On Wed, Nov 30, 2011 at 12:10 AM, Berke Durak <berke.du...@gmail.com> wrote:

>
> > On the other hand, if boiling begins at 11:00, then the power
> > increase should be Pdot = 2Q/t^2 = 31 W/s, giving a power of
> > 31*144*60 = 270 kW at 13:22.
>
> Indeed, I got that wrong, 160 W/s doesn't make sense, but 45 W/s may
> fit.


I get 31 W/s to bring the water to a boil from 30C in 90 min.



> > Since the ecats are not full, water will not flow out of them when
> > the pumps are turned on and turning them on only adds a volume flow
> > rate of 675L/h = .19 L/s, or 1.8 mL/s per module, which is a tiny
> > fraction of a per cent of the total volume flow rate. In fact, since
> > adding cool water will remove heat otherwise going into steam, the
> > total volume flow rate of steam stays the same (at 490 kW).
> > Therefore this increase in the temperature of the input reservoir
> > cannot correlate with the pump turning on as you describe.
>
> Water did not necessarily flow out directly.  I'd like to invoke the
> "water clog" theory (see my other post).

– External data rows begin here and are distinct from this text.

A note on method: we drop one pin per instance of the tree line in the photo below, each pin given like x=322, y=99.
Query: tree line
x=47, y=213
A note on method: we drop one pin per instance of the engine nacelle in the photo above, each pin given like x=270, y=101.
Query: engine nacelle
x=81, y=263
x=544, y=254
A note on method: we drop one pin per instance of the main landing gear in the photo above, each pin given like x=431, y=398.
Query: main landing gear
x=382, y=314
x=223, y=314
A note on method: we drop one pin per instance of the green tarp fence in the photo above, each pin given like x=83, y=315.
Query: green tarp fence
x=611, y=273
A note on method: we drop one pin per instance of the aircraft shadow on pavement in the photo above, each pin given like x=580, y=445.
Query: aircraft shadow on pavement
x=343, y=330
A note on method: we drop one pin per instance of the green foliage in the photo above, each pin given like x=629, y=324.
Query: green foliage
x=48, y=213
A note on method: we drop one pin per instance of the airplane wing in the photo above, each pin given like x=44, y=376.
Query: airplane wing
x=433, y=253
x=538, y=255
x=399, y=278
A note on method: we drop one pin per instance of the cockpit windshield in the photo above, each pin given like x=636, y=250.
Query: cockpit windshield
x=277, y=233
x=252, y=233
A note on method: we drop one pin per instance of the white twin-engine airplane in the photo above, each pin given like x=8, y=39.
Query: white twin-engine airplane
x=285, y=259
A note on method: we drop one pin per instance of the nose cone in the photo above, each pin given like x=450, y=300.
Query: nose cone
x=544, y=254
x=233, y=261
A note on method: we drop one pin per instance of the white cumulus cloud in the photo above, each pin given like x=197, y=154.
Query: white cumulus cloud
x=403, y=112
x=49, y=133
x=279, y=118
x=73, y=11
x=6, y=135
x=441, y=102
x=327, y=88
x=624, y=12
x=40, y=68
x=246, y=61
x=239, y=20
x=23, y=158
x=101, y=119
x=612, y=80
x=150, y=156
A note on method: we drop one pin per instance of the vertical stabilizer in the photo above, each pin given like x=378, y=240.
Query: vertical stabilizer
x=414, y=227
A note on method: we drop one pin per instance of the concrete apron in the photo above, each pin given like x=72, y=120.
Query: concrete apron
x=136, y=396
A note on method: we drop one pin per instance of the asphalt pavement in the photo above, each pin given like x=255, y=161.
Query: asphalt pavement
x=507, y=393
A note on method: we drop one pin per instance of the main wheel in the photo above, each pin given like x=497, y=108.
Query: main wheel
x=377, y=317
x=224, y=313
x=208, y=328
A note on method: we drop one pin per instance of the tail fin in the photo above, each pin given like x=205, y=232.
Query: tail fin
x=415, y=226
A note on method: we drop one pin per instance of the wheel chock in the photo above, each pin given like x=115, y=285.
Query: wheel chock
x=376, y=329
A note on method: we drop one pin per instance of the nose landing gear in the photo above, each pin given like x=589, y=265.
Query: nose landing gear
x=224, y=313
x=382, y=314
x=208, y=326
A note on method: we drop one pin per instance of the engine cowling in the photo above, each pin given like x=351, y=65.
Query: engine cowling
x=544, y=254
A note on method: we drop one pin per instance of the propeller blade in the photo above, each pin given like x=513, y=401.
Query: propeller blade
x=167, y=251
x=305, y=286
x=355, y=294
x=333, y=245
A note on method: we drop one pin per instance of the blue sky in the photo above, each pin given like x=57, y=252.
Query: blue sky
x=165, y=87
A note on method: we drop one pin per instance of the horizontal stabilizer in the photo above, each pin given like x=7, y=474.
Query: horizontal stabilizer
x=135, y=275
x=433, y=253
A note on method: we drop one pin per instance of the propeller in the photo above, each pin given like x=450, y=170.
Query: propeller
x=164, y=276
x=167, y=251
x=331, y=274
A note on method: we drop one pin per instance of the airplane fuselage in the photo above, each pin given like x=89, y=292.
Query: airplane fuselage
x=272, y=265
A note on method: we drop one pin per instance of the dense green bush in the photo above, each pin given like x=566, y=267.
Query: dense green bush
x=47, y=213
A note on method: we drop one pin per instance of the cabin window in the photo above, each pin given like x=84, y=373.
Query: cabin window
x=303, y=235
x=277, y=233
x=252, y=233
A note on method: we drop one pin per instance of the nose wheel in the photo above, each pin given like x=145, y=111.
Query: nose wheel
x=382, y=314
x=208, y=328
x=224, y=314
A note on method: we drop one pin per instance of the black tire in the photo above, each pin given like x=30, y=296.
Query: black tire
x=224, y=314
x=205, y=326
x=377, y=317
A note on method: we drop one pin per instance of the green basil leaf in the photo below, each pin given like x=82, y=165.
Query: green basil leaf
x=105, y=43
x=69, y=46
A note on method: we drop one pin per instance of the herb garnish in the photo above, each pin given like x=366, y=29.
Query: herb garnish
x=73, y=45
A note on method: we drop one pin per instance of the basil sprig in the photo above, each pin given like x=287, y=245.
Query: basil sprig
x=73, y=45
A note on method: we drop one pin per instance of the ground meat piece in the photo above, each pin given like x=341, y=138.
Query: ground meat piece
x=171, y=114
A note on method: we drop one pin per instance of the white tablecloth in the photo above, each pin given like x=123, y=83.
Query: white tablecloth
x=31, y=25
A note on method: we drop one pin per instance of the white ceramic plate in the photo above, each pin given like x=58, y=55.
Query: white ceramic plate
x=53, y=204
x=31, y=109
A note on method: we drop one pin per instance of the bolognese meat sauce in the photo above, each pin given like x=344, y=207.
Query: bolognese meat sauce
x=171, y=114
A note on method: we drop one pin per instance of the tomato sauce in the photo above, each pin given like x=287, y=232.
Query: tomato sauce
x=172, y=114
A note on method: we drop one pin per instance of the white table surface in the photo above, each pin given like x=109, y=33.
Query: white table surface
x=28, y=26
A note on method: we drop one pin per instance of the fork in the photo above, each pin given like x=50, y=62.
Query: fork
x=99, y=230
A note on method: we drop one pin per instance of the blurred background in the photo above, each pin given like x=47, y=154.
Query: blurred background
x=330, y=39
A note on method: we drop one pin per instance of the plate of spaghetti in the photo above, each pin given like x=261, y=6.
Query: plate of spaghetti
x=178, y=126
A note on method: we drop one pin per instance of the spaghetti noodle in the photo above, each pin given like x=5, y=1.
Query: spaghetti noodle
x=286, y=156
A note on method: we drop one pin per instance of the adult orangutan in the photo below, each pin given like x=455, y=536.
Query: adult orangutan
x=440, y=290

Sorry, this makes no sense to me. If the output power is 470 kW, the steam
flow rate does not change when the pumps are turned on. That would mean the
steam production rate would exactly match the input flow rate, and the
level would remain constant. And your clog theory doesn't hold water. After
the heat exchanger, there is only liquid, all the time. It is forced into
the reservoir by the continuous pressure behind it (that produces a bp of
105C). What do you think it is blown out with? Steam doesn't get through
the exchanger, and if it did, and there were no clog, the temperature would
increase much faster.


> > Finally, Rossi and his engineer claim a constant input flow rate for
> > the full 5.5 hours, and this is not an assumption about which they
> > could be reasonably be mistaken (like the output flow rate, or the
> > effectiveness of their trap).
>
> They don't explicitly claim that.
>
> They manifestly computed the flow rate of 675.6 l/h by dividing 3716 l
> by 5.5 h, because they state that the regulated flow rate is 700 l (2
> x 350 l/h).
>

They don't measure the total volume (how could they, if they are mixing the
input and output, and adding water from the mains, and the total volume
exceeds the size of the reservoirs), so the total volume is calculated from
the measured flow rate. The report says that the "water *flow rate* has
been measured by a scaled reservoir and a chronograph all the times that
the Customer's consultant has deemed appropriate." It's not obvious what
that means, whether they periodically measure the change in an input
reservoir weight for a known time (with inputs off), or whether they
briefly divert the output of the pump to a scaled reservoir periodically,
but it is clear they periodically measure the flow rate. Rossi said
somewhere (although not in the report, probably on his site) that the
engineer brought his own flow rate meters and measured the flow with
those. The 700 L/h is likely the nominal setting, and the 675 is the
measured flow.


>
> So far I haven't found anything significantly wrong with the 1 MW
> demo.


Well, you have to construct an elaborate, implausible scenario that
contradicts Rossi's report to make it fit the energy claim, which, even if
it made sense, doesn't exclude far simpler scenarios that fit the
measurements, but not the energy claims. That's what's wrong with it.